По логике вещей, сказал я себе, в древнем монастыре никогда не станут возводить новую молельную башню, если старая находится во вполне пригодном состоянии. Да и вообще, какая там молельня, в эту трубу от силы засунутся пять святош! Не станут же они там сидеть друг на друге… Я не видел ни одного пеллийского монастыря изнутри, но читал о них немало. Суть была общей для всех, вне зависимости от того, какому божеству там служили: чем древней обитель, тем лучше. Преклонение перед стариной доходило порой до абсурда, монахи могли жить в полуразрушенных, малопригодных строениях, проводя службы в ветхих от времени молельнях, ремонтировать которые считалось кощунственным. Нет, сказал я себе, это явно не культовое сооружение, это что-то другое. Вот только что же? Или Уннас решил революционизировать культ, введя новые традиции? Чепуха, в монахи идут только ортодоксы, помешанные на детальнейшем соблюдении замшелых ритуалов, и он никогда не смог бы набрать себе братию.
В монастыре тем временем ударил гонг. Строители побросали инструменты и, подобрав полы своих одеяний, чуть ли не бегом бросились в длинное приземистое строение. Очевидно, у них начинался обед.
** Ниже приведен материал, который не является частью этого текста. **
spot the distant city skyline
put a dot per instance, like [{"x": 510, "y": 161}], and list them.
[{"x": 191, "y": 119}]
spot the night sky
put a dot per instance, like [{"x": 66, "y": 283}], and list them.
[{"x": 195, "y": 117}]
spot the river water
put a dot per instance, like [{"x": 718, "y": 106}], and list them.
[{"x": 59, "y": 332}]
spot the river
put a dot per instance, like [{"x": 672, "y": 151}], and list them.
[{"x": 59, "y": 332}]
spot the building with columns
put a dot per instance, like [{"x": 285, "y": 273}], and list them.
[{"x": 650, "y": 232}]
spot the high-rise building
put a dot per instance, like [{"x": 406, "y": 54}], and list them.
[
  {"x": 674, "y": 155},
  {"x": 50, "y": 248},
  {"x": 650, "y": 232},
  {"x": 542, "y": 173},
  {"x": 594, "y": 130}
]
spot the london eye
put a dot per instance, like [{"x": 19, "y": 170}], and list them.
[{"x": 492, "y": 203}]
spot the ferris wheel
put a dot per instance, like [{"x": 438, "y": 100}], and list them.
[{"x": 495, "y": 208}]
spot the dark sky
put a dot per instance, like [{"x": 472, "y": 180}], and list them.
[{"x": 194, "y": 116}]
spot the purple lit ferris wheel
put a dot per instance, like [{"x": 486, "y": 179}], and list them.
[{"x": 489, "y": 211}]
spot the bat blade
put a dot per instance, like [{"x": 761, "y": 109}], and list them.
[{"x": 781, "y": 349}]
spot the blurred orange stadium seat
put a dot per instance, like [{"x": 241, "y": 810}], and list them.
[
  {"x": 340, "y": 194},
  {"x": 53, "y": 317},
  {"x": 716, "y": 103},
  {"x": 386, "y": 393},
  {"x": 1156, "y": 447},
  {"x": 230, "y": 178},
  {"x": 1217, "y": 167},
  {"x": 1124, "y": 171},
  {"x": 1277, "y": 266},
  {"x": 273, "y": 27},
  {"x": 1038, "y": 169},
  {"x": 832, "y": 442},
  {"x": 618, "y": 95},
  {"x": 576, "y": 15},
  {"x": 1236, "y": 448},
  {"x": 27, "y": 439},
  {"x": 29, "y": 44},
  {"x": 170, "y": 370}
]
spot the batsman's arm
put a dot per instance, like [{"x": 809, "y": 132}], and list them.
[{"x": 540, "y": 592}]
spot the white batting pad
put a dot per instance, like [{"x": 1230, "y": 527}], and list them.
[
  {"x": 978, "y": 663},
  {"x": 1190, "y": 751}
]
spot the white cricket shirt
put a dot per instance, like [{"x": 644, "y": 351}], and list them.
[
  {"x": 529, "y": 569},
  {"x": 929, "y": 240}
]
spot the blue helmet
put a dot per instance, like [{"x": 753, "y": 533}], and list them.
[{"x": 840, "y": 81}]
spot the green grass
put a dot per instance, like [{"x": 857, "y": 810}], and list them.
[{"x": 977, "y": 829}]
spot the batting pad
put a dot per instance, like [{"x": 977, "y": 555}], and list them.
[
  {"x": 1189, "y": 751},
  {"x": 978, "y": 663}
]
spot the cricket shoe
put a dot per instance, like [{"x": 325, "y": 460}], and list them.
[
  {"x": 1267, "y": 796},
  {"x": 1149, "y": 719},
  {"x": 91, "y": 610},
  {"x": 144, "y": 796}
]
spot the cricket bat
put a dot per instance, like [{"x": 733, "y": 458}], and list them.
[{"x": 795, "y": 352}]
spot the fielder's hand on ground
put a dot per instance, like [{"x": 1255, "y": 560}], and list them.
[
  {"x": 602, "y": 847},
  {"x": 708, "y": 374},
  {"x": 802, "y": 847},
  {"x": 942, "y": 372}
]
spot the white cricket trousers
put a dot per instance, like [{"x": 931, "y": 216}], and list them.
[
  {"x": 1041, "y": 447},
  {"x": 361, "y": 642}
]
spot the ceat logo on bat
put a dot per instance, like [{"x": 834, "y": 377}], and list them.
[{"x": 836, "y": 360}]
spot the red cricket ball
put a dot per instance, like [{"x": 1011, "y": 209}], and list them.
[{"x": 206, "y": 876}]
Я не ошибся – минут через двадцать окрестности прорезал хриплый зов молельного рога, и насытившаяся братия с явной ленцой потянулась в башню.
За три часа до заката я поднялся, размял порядком затекшие ноги и отправился в обратный путь. За все это время из ворот монастыря не вышло ни одного человека, не было и возов с грузом. Братия безмятежно занималась своей стройкой, напрочь позабыв обо всем, что творилось за крепкими стенами древней обители. Я был разочарован и в то же время заинтригован – проклятая труба не давала мне покоя, я хотел понять, для чего же она предназначена.
Уже в сумерках я остановился в знакомом овражке и, ползая на карачках, сорвал несколько необходимых мне цветков. Если лекарство подействовало, то несчастная сестра доброй Эдны оправится в течение ближайшей недели. А может, и раньше… Вскоре я передал Лину старшему из мальчишек, глядевшему на меня со сверкающей смесью восхищения и любопытства (дети наверняка подслушивали мои разговоры с хозяйкой и уже знали, конечно, что я молодой моряк, недавно окончивший престижную Навигационную школу), и прошел в кухню. Эдна привычно колдовала у плиты.
– Ох, что ж вы так запылились-то, сударь! – набросилась она на меня. – Давайте, давайте куртку свою, уж я сейчас почищу как следует!
– Не нужно, – устало рассмеялся я. – Лучше согрей мне воды да подай ужин. Я здорово устал и хочу лечь пораньше.